0

Hi I would like to automate a process to download a file from a site, which has a form login When I use a browser, I can see a cookie in the Request Http Header. This seems to be required in order to be authorised successfully. Otherwise I end up with 401 error. Even if I send the request twice, it doesn't work as the first response doesn't contain the required cookie.

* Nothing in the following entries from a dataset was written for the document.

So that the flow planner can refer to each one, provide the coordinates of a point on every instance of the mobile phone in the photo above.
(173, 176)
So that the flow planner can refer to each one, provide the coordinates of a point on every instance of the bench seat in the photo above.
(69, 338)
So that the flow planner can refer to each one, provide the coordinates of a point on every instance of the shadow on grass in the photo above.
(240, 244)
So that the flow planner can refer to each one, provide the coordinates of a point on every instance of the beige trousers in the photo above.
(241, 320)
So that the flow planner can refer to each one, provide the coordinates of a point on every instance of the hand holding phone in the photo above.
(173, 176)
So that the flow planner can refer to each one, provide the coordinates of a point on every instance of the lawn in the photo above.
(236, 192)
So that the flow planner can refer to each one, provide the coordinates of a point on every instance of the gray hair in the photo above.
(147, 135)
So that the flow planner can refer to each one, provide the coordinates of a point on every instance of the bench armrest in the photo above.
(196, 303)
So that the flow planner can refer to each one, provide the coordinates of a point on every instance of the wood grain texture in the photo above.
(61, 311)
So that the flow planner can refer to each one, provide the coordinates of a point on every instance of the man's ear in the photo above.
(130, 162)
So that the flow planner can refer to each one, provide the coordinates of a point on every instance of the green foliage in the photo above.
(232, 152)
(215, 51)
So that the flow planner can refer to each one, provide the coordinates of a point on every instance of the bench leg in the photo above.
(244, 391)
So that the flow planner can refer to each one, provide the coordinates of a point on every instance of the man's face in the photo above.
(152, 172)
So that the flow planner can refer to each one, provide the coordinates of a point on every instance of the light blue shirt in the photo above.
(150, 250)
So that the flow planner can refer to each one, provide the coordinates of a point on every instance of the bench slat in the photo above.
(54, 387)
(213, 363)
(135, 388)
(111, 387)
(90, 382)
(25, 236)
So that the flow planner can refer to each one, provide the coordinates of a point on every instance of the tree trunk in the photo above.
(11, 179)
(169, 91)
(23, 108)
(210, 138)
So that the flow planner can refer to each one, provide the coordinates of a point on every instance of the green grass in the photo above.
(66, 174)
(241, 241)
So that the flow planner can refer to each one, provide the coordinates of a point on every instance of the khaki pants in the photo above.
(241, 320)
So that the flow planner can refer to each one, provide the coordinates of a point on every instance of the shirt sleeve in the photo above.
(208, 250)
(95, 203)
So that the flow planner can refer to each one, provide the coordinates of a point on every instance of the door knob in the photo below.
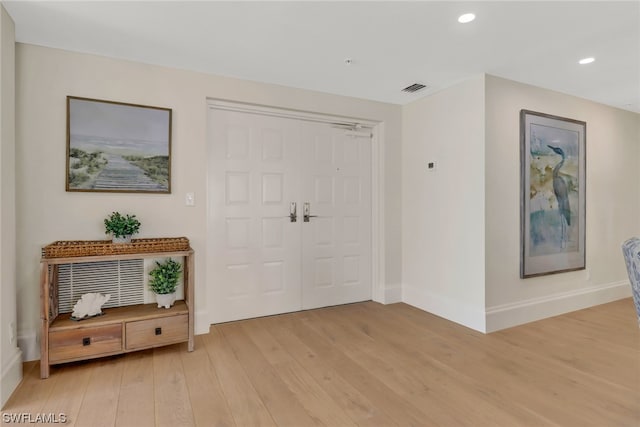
(306, 212)
(293, 216)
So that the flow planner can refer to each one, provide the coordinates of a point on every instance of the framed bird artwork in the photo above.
(552, 205)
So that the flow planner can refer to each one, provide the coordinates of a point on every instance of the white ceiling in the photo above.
(392, 44)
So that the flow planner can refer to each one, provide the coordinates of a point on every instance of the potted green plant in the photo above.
(121, 227)
(164, 280)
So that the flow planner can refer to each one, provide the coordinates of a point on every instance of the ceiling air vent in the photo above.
(414, 88)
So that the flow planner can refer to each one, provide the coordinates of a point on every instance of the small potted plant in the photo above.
(121, 227)
(164, 280)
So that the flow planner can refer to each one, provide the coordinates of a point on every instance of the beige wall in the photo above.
(612, 203)
(47, 213)
(10, 355)
(443, 210)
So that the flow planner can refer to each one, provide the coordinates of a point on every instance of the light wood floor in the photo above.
(361, 364)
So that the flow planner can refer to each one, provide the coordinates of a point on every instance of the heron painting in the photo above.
(553, 172)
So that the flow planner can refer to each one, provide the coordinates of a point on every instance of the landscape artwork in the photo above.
(552, 194)
(117, 147)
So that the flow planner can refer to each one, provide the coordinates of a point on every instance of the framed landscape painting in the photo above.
(552, 206)
(117, 147)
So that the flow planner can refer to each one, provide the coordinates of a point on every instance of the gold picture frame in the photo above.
(117, 147)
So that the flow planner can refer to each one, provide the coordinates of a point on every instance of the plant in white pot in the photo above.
(164, 281)
(121, 227)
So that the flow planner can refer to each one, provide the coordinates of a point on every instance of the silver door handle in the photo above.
(306, 212)
(293, 216)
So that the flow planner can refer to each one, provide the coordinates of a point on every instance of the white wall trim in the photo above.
(445, 307)
(202, 322)
(392, 294)
(11, 376)
(378, 285)
(266, 110)
(378, 260)
(29, 344)
(513, 314)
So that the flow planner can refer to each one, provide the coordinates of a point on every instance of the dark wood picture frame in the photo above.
(117, 147)
(553, 194)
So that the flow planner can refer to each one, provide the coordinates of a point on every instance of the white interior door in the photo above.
(254, 248)
(259, 261)
(336, 242)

Any suggestion if it is feasible to obtain the cookie from a Request Http Header using python.

Url to login: https://services.geoplace.co.uk/login

Url to download required file: https://services.geoplace.co.uk/api/downloadMatrix/getFile?fileName=30001_81s3.zip&fileType=LEVEL_3&fileVersion=May-2020&sfAccountId=xxx

import mechanize
import cookielib
from bs4 import BeautifulSoup as bs
import html2text
import html5lib#
import sys

# Browser
br = mechanize.Browser()

# Cookie Jar
cj = cookielib.LWPCookieJar()
br.set_cookiejar(cj)

# Browser options
br.set_handle_equiv(True)
br.set_handle_gzip(True)
br.set_handle_redirect(True)
br.set_handle_referer(True)
br.set_handle_robots(False)
br.set_handle_refresh(mechanize._http.HTTPRefreshProcessor(), max_time=1)

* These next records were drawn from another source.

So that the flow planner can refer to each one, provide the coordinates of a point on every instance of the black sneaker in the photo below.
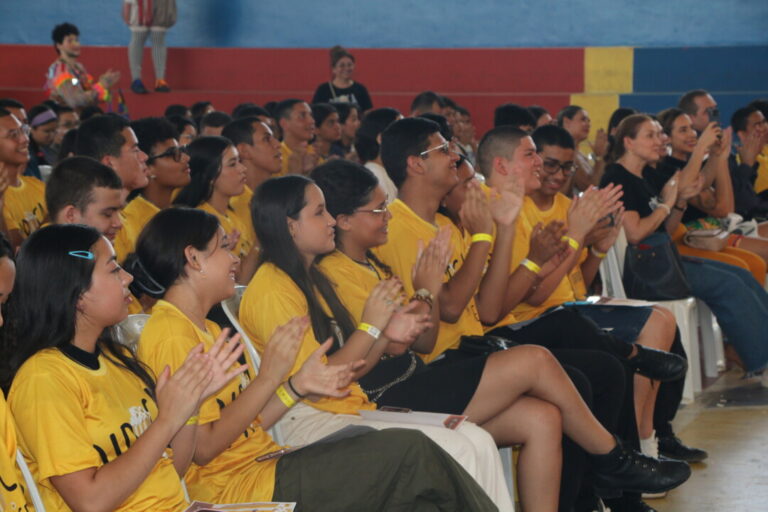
(673, 448)
(657, 364)
(627, 470)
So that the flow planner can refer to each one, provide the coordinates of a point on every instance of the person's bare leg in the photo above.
(659, 333)
(532, 370)
(537, 426)
(756, 245)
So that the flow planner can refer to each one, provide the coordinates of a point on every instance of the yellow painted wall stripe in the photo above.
(608, 69)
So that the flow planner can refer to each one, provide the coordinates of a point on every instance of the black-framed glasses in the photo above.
(551, 166)
(375, 211)
(444, 148)
(174, 152)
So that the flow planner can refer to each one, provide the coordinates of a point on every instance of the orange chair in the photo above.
(730, 255)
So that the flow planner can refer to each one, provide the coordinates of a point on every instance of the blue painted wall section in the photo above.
(409, 23)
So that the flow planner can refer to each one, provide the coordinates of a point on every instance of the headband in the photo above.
(42, 118)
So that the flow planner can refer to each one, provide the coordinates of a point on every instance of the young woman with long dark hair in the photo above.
(295, 228)
(182, 258)
(93, 423)
(218, 176)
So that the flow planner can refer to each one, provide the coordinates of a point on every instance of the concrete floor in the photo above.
(730, 421)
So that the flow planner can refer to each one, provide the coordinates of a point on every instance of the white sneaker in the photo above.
(650, 447)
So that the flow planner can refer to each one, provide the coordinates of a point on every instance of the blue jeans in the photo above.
(739, 303)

br.addheaders = [('User-agent', 'Chrome')]

# The site we will navigate into, handling it's session
br.open('https://login.geoplace.co.uk/login')

# View available forms
for f in br.forms():
    print "Formm " + str(f)

# Select the second (index one) form (the first form is a search query box)
br.select_form(nr=0)

# User credentials
br.form['username'] = 'myusername'
br.form['password'] = 'mypassword'

# Login
response = br.submit()

br.open('https://services.geoplace.co.uk')
request = br.request
print request.header_items()

# if successful we have some cookies now
cookies = br._ua_handlers['_cookies'].cookiejar
# convert cookies into a dict usable by requests
cookie_dict = {}
for c in cookies:
    cookie_dict[c.name] = c.value
print cookie_dict


br.open('https://services.geoplace.co.uk/api/downloadMatrix/getFile? 
fileName=30001_81s3.zip&fileType=LEVEL_3&fileVersion=May- 
2020&sfAccountId=xxx')
  • It would be better if you provide your current code or info like what http client you are using. I suggest you check out python 'requests' library. – mursalin Jun 25 '20 at 11:19
  • https://stackoverflow.com/questions/7164679/how-to-send-cookies-in-a-post-request-with-the-python-requests-library this might be helpful. – mursalin Jun 25 '20 at 11:20
  • I've added the code I am using. Once logged on I was expecting to get all the cookie needed for the next request. But it doesn't look so. – user3050151 Jun 25 '20 at 13:01
  • did you checked 'cj' if cookies were set or if its empty? – mursalin Jun 25 '20 at 13:29
  • Yes, actually the cookies are set (see code at the bottom). However they don't seem correct. This is why the last line is failing with 401 error. Should I expect the cookie to be similar to a browser ? – user3050151 Jun 25 '20 at 14:25

1 Answers1

0

The api's you mentioned above supports OAuth2 ( Client , Password ) grant types. If you ask help from GeoPlace ( through this email support@geoplace.co.uk ) - we will work on your request to create client credentials and you should be able to access it ( We have other entities consuming our services this way )

Once you get the credentials here are the steps

  1. curl 'https://login.geoplace.co.uk/oauth/token' -H "Authorization: Basic ZZZZZZZZZZZZZZZZZZZ" -d username='xxxxxxx' -d password='yyyyyyy' -d grant_type=password

    ( This will return your token info )

  2. Using the token above perform curl -H "Authorization: Bearer 66666-yyy-Ysdf-bb-xxxxx" -o 'FILE_NAME_TO_SAVE_IN_LOCAL.zip' 'https://services.geoplace.co.uk/api/downloadMatrix/getFile?fileName=30001_81s3.zip&fileType=LEVEL_3&fileVersion=May-2020&sfAccountId=xxx'